He was the only speaker at the Goafest 2009 who was greeted with applauses and hoots even before he got on to the stage to begin his presentation. Dan Wieden, co-founder, Wieden + Kennedy (W+K), was able to make it at the last minute to the Indian shores to attend the Indian ad fraternity's biggest gathering.
Labelling the current phase as one of technological revolution and economical evolution, Wieden stressed on the need to balance technology with emotional connections and closer bonds between all the entities involved in the whole process of advertising.
With 180 million Facebook users, more than 225 million websites and thousands popping up every day, the question to ponder is whether we have used technology to our advantage to build intimacy or we have traded intimacy for something less realistic -given the situation - something that will not take us too far?
Like many others, Wieden realises that the world has changed. Digital is not strange and does not surprise anyone anymore. A lot of the real influential people are a party to the digital rising. "The new generation has been insistent enough for us to look at digital and a lot more things as new opportunities," he muses.

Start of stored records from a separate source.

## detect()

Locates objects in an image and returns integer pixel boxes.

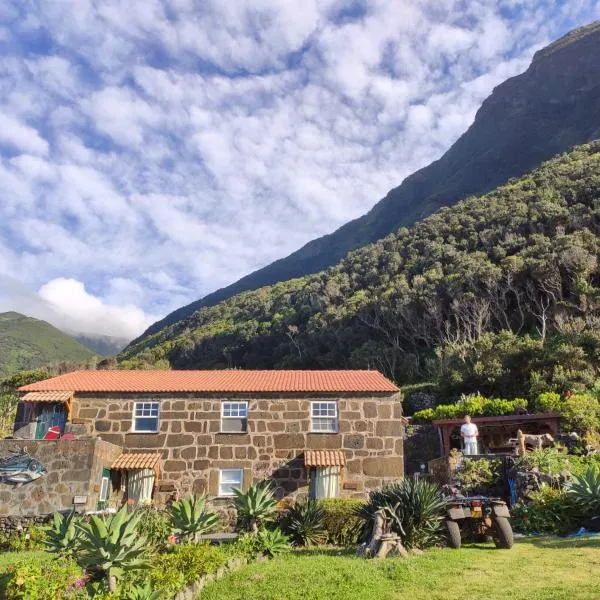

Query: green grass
[200,537,600,600]
[0,550,52,571]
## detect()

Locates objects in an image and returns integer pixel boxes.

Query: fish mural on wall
[0,451,47,484]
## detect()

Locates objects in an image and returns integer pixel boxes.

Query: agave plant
[122,581,160,600]
[356,478,445,548]
[233,481,277,533]
[567,466,600,516]
[76,506,149,592]
[44,510,82,556]
[171,495,219,543]
[253,529,290,558]
[285,500,327,546]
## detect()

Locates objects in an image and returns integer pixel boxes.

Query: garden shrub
[150,543,230,598]
[356,477,446,549]
[137,506,172,549]
[413,394,528,422]
[319,498,365,546]
[0,557,88,600]
[455,458,502,495]
[511,485,582,535]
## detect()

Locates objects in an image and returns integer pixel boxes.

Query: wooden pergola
[433,412,560,456]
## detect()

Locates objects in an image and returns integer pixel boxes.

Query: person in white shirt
[460,415,479,454]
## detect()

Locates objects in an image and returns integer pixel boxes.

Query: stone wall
[73,394,404,504]
[0,438,121,519]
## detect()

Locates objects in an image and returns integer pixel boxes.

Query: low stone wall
[0,438,121,516]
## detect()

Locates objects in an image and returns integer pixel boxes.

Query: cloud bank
[0,0,600,335]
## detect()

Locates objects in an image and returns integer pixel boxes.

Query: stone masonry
[73,393,404,505]
[0,438,121,521]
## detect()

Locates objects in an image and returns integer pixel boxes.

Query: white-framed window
[311,467,341,500]
[221,402,248,433]
[219,469,244,496]
[133,402,160,433]
[310,402,338,433]
[98,474,110,502]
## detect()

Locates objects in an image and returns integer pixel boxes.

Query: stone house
[0,370,404,513]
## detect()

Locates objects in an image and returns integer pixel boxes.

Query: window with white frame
[311,402,338,433]
[219,469,244,496]
[133,402,160,433]
[221,402,248,433]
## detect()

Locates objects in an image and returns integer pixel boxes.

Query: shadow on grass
[520,536,600,550]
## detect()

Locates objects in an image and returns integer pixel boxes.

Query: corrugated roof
[19,370,399,393]
[110,452,160,470]
[21,391,74,402]
[304,450,346,467]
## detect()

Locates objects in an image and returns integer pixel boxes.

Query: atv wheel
[494,517,514,550]
[446,520,461,550]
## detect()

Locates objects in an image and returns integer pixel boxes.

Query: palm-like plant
[233,481,277,533]
[567,466,600,516]
[77,506,149,592]
[171,495,219,543]
[44,510,82,556]
[356,478,446,548]
[285,500,327,546]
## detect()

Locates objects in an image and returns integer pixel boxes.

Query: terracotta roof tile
[304,450,346,467]
[19,370,399,394]
[21,391,74,402]
[110,452,160,470]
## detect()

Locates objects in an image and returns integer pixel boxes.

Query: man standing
[460,415,479,455]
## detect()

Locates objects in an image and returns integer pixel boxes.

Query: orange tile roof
[19,370,399,394]
[21,391,74,402]
[304,450,346,467]
[110,452,160,470]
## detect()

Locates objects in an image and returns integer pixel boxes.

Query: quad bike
[445,494,514,549]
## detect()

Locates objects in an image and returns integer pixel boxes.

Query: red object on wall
[44,425,60,440]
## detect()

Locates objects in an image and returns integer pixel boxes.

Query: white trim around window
[221,401,248,433]
[219,469,244,497]
[310,400,338,433]
[131,402,160,433]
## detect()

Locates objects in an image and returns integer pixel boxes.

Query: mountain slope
[120,141,600,397]
[0,312,93,375]
[134,22,600,343]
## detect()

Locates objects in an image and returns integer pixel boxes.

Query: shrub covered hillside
[120,141,600,398]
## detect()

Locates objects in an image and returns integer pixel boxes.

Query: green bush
[319,498,365,546]
[136,506,172,549]
[233,481,277,533]
[413,394,528,422]
[356,477,446,549]
[511,485,581,535]
[0,558,88,600]
[567,467,600,517]
[150,543,229,598]
[171,496,219,543]
[284,500,327,546]
[456,458,502,495]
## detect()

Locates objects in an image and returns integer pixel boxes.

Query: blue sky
[0,0,600,336]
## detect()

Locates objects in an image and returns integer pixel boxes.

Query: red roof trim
[19,370,400,394]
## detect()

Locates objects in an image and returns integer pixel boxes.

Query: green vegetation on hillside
[0,312,93,375]
[120,142,600,399]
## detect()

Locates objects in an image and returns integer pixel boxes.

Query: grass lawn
[200,537,600,600]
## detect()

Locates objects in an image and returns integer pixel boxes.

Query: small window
[133,402,159,433]
[221,402,248,433]
[311,402,338,433]
[219,469,244,496]
[311,467,341,500]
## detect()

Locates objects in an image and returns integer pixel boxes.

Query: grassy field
[200,537,600,600]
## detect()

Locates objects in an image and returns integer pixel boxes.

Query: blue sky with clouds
[0,0,600,336]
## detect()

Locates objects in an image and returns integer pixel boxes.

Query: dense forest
[120,142,600,398]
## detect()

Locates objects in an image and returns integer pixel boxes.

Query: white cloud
[0,0,596,334]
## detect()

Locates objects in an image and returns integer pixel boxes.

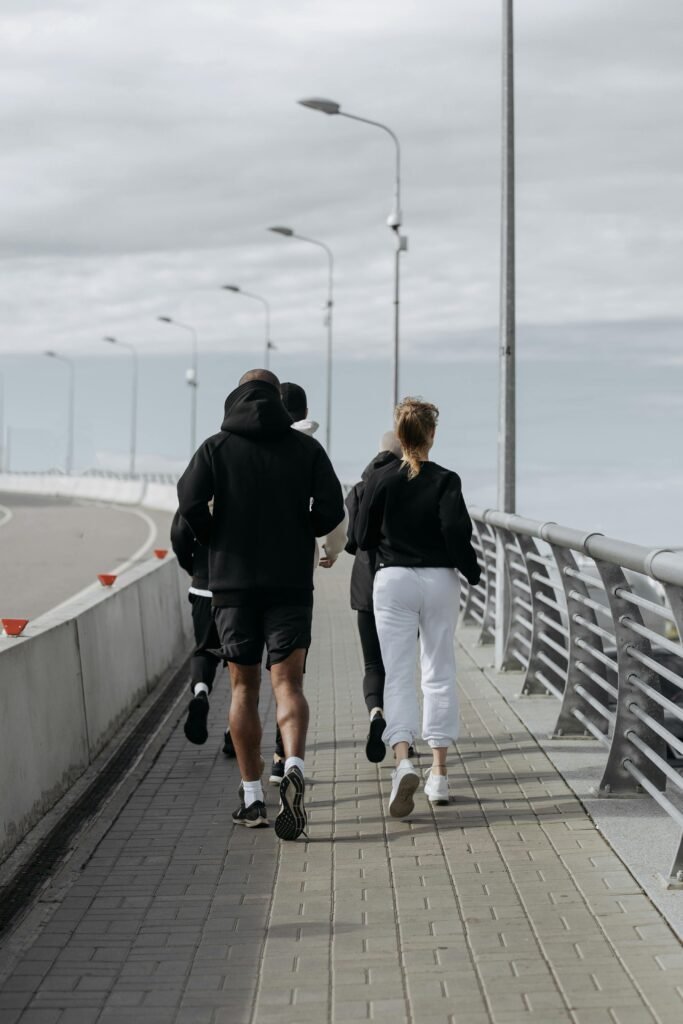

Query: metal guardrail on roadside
[462,509,683,886]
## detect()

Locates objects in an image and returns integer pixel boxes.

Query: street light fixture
[157,316,200,458]
[102,335,138,476]
[298,97,408,407]
[221,285,276,370]
[43,349,76,476]
[268,226,334,456]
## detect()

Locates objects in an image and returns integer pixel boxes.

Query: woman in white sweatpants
[354,398,480,817]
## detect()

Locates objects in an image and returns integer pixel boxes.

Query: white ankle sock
[242,779,263,807]
[285,758,303,775]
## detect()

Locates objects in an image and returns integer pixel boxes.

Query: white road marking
[43,502,158,615]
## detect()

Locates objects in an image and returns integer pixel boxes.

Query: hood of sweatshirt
[292,420,319,434]
[360,452,399,480]
[220,381,292,440]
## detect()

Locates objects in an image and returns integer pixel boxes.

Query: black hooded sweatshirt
[171,512,209,590]
[354,461,481,586]
[178,381,344,607]
[344,452,398,611]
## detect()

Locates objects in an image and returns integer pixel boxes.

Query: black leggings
[357,611,384,711]
[188,594,222,693]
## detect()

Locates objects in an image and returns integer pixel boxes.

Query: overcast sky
[0,0,683,357]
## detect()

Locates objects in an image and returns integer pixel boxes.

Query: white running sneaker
[425,768,449,804]
[389,761,420,818]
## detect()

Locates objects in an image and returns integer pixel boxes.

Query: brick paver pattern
[0,558,683,1024]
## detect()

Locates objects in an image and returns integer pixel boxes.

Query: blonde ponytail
[394,398,438,480]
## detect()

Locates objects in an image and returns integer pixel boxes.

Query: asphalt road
[0,493,171,618]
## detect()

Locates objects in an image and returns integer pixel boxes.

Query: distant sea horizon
[0,321,683,547]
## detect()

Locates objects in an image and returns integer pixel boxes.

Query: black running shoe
[366,715,386,765]
[275,766,307,842]
[268,758,285,785]
[183,692,209,745]
[232,800,268,828]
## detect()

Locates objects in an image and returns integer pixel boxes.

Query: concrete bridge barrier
[0,475,193,859]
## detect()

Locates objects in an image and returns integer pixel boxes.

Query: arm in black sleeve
[344,481,364,555]
[310,444,344,537]
[438,473,481,587]
[353,475,386,551]
[171,512,196,575]
[178,443,214,547]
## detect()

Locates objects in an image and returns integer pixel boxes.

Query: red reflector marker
[0,618,29,637]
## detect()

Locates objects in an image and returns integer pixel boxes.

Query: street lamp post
[221,285,275,370]
[268,227,334,456]
[298,98,408,407]
[496,0,516,670]
[157,316,200,458]
[45,349,76,468]
[102,336,138,476]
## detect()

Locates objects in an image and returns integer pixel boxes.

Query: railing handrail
[470,507,683,587]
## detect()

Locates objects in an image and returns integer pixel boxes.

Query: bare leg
[270,648,308,758]
[393,739,411,764]
[432,746,449,775]
[228,662,261,782]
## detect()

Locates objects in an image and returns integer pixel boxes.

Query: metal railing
[461,509,683,885]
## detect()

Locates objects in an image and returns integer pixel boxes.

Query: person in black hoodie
[178,370,344,840]
[171,511,234,758]
[354,398,480,818]
[346,430,400,764]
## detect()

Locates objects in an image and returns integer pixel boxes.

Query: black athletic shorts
[214,604,313,669]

Citing the example of Kaws, who began as a street artist putting up figures on the OOH ads, Wieden talked about how the young man got people to become a fan of his figures on cartoon characters. He even got support from brands to get his figures imprinted on their products. Kaws could do it because he discovered the importance of building intimate relationships with people around him - for him to be well-known.
On building intimate groups, he also brought out the example of W+K Twelve - a laboratory where 12 students find different ways to solve creative problems.
Wieden's intention was clear. "I did not pair them in art-copy partner groups in the first year - they had to work as a single group. Also, even if a piece of work is awarded, it is awarded to the group of W+K Twelve - and not to any particular individual."
Later on, when Wieden divided the 12 students in two groups, the outcome was that one of the groups brought on the Levi's business, while the other successfully marketed a film, Coraline in association with Nike.
"The purpose was to build passionate groups to create and sustain your brand," believes Wieden.
Discussing the logistics, he said that the film, Coraline, was marketed through trailers, online banners, original content, OOH, blogs and other participatory tactics. The result? Before the movie, Coraline, got released, the website had obtained 8,54,000 unique visitors. After the release, the film's website got another 1.7 million unique visitors.
The movie was expected to make US$ 9 million. It grossed about US$ 16.8 million and was the second highest grosser.
An advice to marketers from Wieden - no matter the recession, a marketer should not prefer price sensitive ads which affect the quality of the work that is churned out.
As a member of the fraternity, he thinks that "they are rotten businessmen". They can work their way through, but they are not great at financials.
He strongly believes that the advertising discipline is not about money and business - it's about creating a place for people in a compound way. It's got to do with art and most importantly, building culture.
It's about creating a bond - between clients and agencies, clients and consumers, agencies and consumers, and within agencies as well. "The work is the reflection of the culture."
"Can we create communities where people can be their own selves - both in terms of individuality as well as having intimate relationships?" he questions.
W+K has underlined values that are identical across the offices of the agency. People come to the agency to do the best work of their lives, tells Wieden.
On being queried upon the Nike business and the brand's communication that the agency has been working on for so many years, Wieden, the man behind Nike's tagline, 'Just Do It', speaks about his early days on how it started out. "Phil (from Nike) refused to run an ad more than once. He's like a coach - if you have anything to serve, you do so, or you might as well leave." That's what kept the ball rolling for the agency.
On entering India late, he reasons that it was on the agency's top priority list to be present in the top 10 markets of the world - India just wasn't tapped.
David Kennedy is a retired member of the agency. On a query about him from someone in the audience, Wieden commented that he didn't know how to put it better than revealing that he made up Kennedy!